ぼくものがたり【第18回】祖父・鍬太郎の死――戦局とともに弱った命
昭和19(1944)年に入ったころから、鍬太郎の様子がおかしかった。
はじめのうちは、風邪でも引いたのかと思っていたけれど、
どうも様子が違っていた。
奥の部屋で寝ている時間が、どんどん長くなっていった。
鍬太郎は、心臓の病を患っていた。
昭和16(1941)年12月8日の開戦から、
昭和18(1943)年までは方面委員として町に尽くした。
体を壊しながらも、働き続けた証が、いくつかの表彰状として残っている。
でも昭和19(1944)年に、6月1日付けで、
「本人の願いにより司法保護委員を免す」という証書もあって、
事実上、仕事から身を引いていた。
戦争の過労と心労が、体を蝕んでいったのだと思う。
鍬太郎は、軍人の健作おじさんから、
本当の戦況を聞いていた。
おじさんは高松宮殿下の近衛兵として、
南洋諸島の慰問に行っていた。
その南の島での惨禍を、目の当たりにしていたんだ。
アメリカ軍は、爆弾も食料もとにかく豊かで、兵隊も元気。
日本軍は、武器も食料もなく、兵隊はガリガリに痩せて。
日本が1発撃てば、向こうから雨のように爆弾が飛んでくる。
逃げるどころか、全滅。
「大本営のニュースは大ウソ。
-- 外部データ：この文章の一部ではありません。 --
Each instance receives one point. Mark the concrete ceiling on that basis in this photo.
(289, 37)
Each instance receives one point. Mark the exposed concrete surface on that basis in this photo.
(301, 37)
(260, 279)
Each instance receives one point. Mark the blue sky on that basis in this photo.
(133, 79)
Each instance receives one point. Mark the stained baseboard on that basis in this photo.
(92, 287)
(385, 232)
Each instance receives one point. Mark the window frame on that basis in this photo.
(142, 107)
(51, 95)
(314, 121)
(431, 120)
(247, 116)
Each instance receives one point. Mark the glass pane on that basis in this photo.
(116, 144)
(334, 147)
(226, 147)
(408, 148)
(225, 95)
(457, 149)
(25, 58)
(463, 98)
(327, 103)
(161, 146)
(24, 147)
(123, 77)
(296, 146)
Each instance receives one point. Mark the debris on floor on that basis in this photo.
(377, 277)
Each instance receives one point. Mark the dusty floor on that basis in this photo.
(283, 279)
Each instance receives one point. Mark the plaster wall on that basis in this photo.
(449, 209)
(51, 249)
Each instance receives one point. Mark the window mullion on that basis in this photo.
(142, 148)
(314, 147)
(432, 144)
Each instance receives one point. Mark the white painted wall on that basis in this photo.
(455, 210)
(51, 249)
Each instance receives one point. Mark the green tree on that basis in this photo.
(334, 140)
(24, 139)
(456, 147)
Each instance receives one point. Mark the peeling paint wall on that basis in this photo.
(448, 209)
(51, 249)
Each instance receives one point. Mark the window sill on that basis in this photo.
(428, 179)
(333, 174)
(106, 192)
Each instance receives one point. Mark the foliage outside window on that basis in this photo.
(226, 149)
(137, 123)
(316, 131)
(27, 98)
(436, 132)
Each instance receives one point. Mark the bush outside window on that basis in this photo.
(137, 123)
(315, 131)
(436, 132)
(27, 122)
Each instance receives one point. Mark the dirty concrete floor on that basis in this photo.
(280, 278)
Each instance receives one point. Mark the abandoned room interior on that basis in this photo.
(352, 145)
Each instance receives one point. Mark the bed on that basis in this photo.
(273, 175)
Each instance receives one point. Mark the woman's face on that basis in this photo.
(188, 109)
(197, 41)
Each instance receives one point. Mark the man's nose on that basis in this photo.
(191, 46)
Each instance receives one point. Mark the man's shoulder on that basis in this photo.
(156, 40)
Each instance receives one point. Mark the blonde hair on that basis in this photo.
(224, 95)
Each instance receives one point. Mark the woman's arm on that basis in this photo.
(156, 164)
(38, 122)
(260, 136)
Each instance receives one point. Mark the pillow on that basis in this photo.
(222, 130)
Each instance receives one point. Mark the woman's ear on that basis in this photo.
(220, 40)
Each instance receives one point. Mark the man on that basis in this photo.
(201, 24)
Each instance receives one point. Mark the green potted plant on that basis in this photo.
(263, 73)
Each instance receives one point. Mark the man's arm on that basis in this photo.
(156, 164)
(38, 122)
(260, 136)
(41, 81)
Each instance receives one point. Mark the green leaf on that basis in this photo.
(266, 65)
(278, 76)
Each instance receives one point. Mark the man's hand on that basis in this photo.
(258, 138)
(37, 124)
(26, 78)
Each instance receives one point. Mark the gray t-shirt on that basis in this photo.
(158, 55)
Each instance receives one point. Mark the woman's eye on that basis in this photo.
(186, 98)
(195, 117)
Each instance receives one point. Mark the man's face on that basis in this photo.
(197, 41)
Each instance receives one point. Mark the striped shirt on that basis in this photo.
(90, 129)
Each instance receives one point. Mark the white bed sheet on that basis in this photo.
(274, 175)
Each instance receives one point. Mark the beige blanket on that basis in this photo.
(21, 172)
アメリカは化け物」
そう、鍬太郎だけに話していた。
だから「特攻」の出撃をニュースで聞いた時は、
「国は、勝てると思っているのか?」と、一人心を痛めていた。
南の島々を占領して広げた領土も、次々に奪い返されて、
大日本帝国は少しずつ小さくなっていた。
鍬太郎は、杉七(杉並第七国民学校)で、
昭和4(1929)年の創立から、PTA会長を務めていた。
なので、馴染みの卒業生も多かった。
知り合いだった少年たちが、次々に兵隊に取られ、
やがて戦死の知らせが届くようになった。
その度に、必ず葬儀に行っていた。
「あの子は、真面目な子だったな…」
葬儀から帰ると、そんなふうに言うこともあった。

戦時下の葬儀は、家族や地域の人々が総出で見送り、その姿は哀しみに包まれていた。
病床にあっても、鍬太郎は寄付を続けていた。
地域のためにと思っていたのに、
「陸軍大臣」や「大政翼賛会」といった
戦争の組織から感謝状が届くようになっていた。
お袋は、鍬太郎が感謝状を、
厳しい顔で見つめていたと話していた。
意図せず、戦争に加担してしまったという思いが
あったのかもしれない。
体調は、日に日に悪くなっていった。
鍬太郎は戦場には行っていない。
でも戦争に、少しずつ、押しつぶされていくようだった。
季節は冬へ向かって、12月、そして1月。
警戒警報や空襲警報が、毎日のように鳴り響き、
空襲は昼間から、夜の攻撃へと変わってきた。
やがて鍬太郎は、
「俺は大丈夫だから家にいる」と言って、
防空壕に行かなくなった。
「家はケヤキの木が隠してくれてるから大丈夫だ」
そんなことを、冗談みたいに言っていた。
その朝、僕は奥が騒がしいので目を覚ました。
健作おじさんとミヨおばさんが来ていた。
親父も、国吉おじさんも、
みんなが目を赤くしている。
奥の部屋へ行くと、布団に入っている鍬太郎の顔に、
白い布がそっとかけられていた。
おりん婆さんが、その横で声を殺して泣いていた。
お袋が、
「おじいちゃんね、亡くなったのよ」と、涙声で言った。
僕はそのとき、
それがどういうことか、よくわからなかったけれど、
“死んだ”ということだけは、わかった。
何かが、家のなかから
ごっそり抜け落ちたような気がした。
昭和20(1945)年2月6日。
祖父・鍬太郎は、65歳でその生涯を終えた。
戦争がなければ、どうなっていただろう。
もっと、長生きしてほしかった。